The swelling middle class in emerging economies is transforming the economic balance of power across the globe. Measuring it, however, is no easy task. There is no widely accepted definition of what constitutes the middle class, and the most common ways of measuring its growth -- through looking at rises in income -- suffer from a number of flaws.

There's an easier way. In the developing world, buying a car is virtually synonymous with entry into the middle class. In these countries, car ownership separates those with the ability to purchase many other nonessentials from those within the wider population. Car statistics, moreover, are generally reliable and frequently updated, and they include data by automobile type that can be used to further segment the middle class. For this reason, the number of passenger cars in circulation serves as the most reliable gauge we have about the size of a country's middle class.

Applying this measure significantly alters our understanding of the middle class in the developing world. It shows that there are many more affluent people in developing countries than had previously been thought and that about 70 developing countries with a combined population of about 4 billion are near or above the point where car ownership rises very rapidly. This suggests that very large numbers of people will enter the middle class in the coming years, transforming the economies and political systems of the countries they inhabit.

Just What Is the Middle Class, Anyway?

The middle class in the developing world is rising. The only question is how high it will go and how fast it will get there. About 85 percent of the world's people live in developing countries, yet they accounted for only 18 percent of global consumer spending just a decade ago; today, they account for nearly 30 percent. Consumer spending in developing countries has been increasing at about three times the rate in advanced countries, and we're not just seeing a growing demand for necessities, but also for middle-class staples such as meat, toothpaste, cell phones, and air-conditioners.

Measuring the global middle class isn't just an academic exercise -- its growth carries real-world implications. Political scientists are interested in the topic because a large middle class is associated with greater political awareness, desire for more accountable and representative government, and even demand for free markets. Economists and market analysts are mainly interested in the size of the middle class as an indicator of a population's ability to rise from poverty and purchase items that go beyond bare necessities.

But here's the problem: The world has never agreed on a universally accepted definition of what constitutes "middle class." The broadest classification is too low; it suggests the middle class is anyone who is not poor, which according to the World Bank means those who earn an income in excess of $2 a day after adjusting for purchasing power. That level has now been achieved by more than 4 billion of the world's 7 billion people, but while many people earning $2 a day are able to afford a cell phone, their income is far too low to afford amenities such as a regular power supply or clean water.
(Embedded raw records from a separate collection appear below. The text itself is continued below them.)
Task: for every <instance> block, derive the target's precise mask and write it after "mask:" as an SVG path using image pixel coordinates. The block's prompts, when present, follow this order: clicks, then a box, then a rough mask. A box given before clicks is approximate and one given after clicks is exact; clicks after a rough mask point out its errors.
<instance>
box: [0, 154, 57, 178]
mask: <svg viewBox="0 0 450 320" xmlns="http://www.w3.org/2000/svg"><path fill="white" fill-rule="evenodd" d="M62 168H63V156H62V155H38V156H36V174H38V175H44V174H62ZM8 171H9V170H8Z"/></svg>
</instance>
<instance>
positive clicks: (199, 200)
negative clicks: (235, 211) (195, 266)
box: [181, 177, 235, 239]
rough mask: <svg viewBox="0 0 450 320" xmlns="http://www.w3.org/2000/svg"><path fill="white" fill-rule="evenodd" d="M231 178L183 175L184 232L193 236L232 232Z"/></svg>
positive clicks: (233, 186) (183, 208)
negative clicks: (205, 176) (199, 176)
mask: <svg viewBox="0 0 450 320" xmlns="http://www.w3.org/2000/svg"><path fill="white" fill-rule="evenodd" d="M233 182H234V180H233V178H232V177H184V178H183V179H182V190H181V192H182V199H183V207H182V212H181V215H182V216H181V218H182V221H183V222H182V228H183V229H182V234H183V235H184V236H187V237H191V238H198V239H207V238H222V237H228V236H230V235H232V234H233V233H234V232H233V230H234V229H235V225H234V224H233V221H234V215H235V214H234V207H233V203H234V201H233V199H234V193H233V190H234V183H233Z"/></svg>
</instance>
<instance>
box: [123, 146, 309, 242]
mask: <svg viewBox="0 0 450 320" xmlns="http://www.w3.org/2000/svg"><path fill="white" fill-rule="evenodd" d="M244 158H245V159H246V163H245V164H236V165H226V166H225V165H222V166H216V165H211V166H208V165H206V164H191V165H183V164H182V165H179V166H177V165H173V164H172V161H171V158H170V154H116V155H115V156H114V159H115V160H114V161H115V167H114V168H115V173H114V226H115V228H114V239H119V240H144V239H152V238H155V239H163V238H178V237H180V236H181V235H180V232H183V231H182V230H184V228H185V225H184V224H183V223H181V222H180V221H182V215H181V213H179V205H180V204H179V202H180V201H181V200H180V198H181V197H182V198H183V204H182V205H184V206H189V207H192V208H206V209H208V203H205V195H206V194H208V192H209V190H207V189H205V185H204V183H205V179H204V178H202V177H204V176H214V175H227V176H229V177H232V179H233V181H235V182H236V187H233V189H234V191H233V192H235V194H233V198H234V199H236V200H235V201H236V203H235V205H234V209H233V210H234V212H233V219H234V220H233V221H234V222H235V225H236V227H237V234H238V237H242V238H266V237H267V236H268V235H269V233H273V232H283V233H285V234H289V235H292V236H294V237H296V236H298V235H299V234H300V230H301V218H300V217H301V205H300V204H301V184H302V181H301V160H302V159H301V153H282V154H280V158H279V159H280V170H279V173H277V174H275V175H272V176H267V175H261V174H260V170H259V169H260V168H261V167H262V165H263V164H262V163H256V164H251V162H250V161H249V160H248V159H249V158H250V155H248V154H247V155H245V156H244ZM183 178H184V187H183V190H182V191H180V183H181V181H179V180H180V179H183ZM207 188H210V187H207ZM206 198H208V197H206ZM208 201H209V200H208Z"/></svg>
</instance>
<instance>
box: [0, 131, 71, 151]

The narrowest classification defines middle class as individuals with an income close to or above the median income in advanced countries -- roughly $85 a day at U.S. prices. Only about 12 percent of the world's population lives in countries whose average per capita income is higher than that threshold, and only a very tiny minority in developing countries would qualify. This level of income, moreover, exceeds by a factor of seven the income needed to buy a car (around $4,000), not to mention most other big-ticket consumer items, indicating that the definition is far too narrow and too high.

Many other measures have been proposed in between these extremes. The most widely used measure was proposed in 2002 by World Bank economist Branko Milanovic and Hebrew University professor Shlomo Yitzhaki, who counted people with daily incomes between roughly $10 and $50 a day, after adjusted for purchasing-power parity, as middle class. If one uses this definition, there are an estimated 369 million people in the developing G-20 economies -- Argentina, Brazil, China, India, Indonesia, Mexico, Russia, South Africa, and Turkey -- who qualify as "middle class."

Such income-based measures of the middle class suffer from a number of deficiencies, however. First, they are based on infrequently conducted household surveys, which vary enormously in quality. Second, incomes, even when adequately measured, do not directly reflect private consumption. The share of government spending as a proportion of GDP varies greatly across countries, for example, and households in different countries and at different levels of income exhibit very different savings behavior. (Think of poor and high-savings China at one end and the United States, which is rich and has a low savings rate, at the other).